Could you tell why my solution of "fixing" one women and then choosing two other members out of the nine remaining didn't work please? As I said, I tried to do so using this formula but my solution did not match yours:

# of ways to select one women out of four = 4
# of ways to select two other members out of nine = 36
\(C_4^1 * C_9^2 = 4 * 36 = 144\)

Thank you in advance for your answer,

Carnivor646

The number you get will have duplications.

The number you get will have duplication.

Consider the group of three women {ABC}
Say you select women A with 4C1, next you can get women B and C with 9C2: {A}{BC}. Now, with the same method you can get the following group {B}{AC}, which is basically the same group.

Although eliminating one extreme is the fastest way to solve the problem, in this case by subtracting the number of ways in which only men could form the committee, per the official solution, it may be useful to take the time to understand in practice how you could solve this or a similar probability question by using another application of combinations.
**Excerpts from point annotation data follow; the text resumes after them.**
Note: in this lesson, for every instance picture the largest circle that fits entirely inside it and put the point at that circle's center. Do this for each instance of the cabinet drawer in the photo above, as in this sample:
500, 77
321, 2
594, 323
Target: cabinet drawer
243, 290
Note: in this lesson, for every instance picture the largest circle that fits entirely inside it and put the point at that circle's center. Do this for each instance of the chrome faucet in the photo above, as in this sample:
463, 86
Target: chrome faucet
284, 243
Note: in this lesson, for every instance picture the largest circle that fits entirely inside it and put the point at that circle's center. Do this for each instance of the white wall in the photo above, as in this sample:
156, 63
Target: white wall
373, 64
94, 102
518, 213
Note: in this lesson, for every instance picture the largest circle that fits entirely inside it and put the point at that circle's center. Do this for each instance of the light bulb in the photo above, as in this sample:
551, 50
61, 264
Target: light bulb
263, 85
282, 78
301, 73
Namely, consider that a probability is nothing more than a desired subset within a total, or, in mathematical language,

\(P = \frac{desired}{total}\)

In this case, we can work up to the answer by looking at the committees that could contain 1, 2, or 3 women, respectively. In the first case, 4C1 works nicely--from four total women, we could choose one. But that would mean the other two slots would have to be occupied by men, so out of six men, you would need to choose two: 6C2. Since these are dependent actions--the three slots would have to be filled by 1 woman and 2 men in such a scenario--we would need to multiply them: 4C1 * 6C2 (or 4 * 15, which is 60).

Next, we could repeat the process with 2 women instead: 4C2. We need one man to fill the third slot: 6C1. Together, 4C2 * 6C1 = 6 * 6 = 36.

Finally, we could repeat the process with 3 women filling the three slots, bypassing the men altogether: 4C3 = 4.

Altogether, then, we would have 60 or 36 or 4, or 60 + 36 + 4 different ways of choosing the women to fill the slots of the committee under the given conditions. 60 + 36 + 4 = 100.

As also noted in the official solution, there are 10C3 ways in which to choose 3 people from a pool of 10. This becomes our total from the earlier fraction: 10C3 = 120. Written out in full, then, we get

\(P = \frac{(4C1 * 6C2 + 4C2 * 6C1 + 4C3)}{10C3}\)

The probability boils down to

\(\frac{100}{120}\)

I will reiterate: this would not be the most efficient way to solve the question at hand. However, if you understand how such a solution operates, then you might be able to approach another type of question that is also based on combinations or probability with more confidence, and that is the goal.

Good luck with your studies.

- Andrew

I think this is a high-quality question and I agree with explanation.

Where can I learn about solving these type of problems?
I have no idea here to start

Hello, innav, and welcome to GMAT Club. Note that this question is tagged "Combinatorics and Probability." A good place to start for theory can include any of the following:

• ALL YOU NEED FOR QUANT ! ! ! (see section 7 for many useful links)
• The Probability thread from that link
• The Combinatorics thread from that link
• The Ultimate GMAT Quantitative Megathread (see chapters 21 and 22 specifically)

Many people find probability and combinatorics challenging and spend many hours in hopes of mastering it. Although the exam does test the topic, it does not include any more than one or two such questions (sometimes none, according to a few debriefs I have read). This is not to say that you should brush off a whole topic, but that you should prioritize higher-frequency topics and master fundamentals first.

Good luck with your studies.

- Andrew

I have edited the question and the solution by adding more details to enhance its clarity. I hope it is now easier to understand.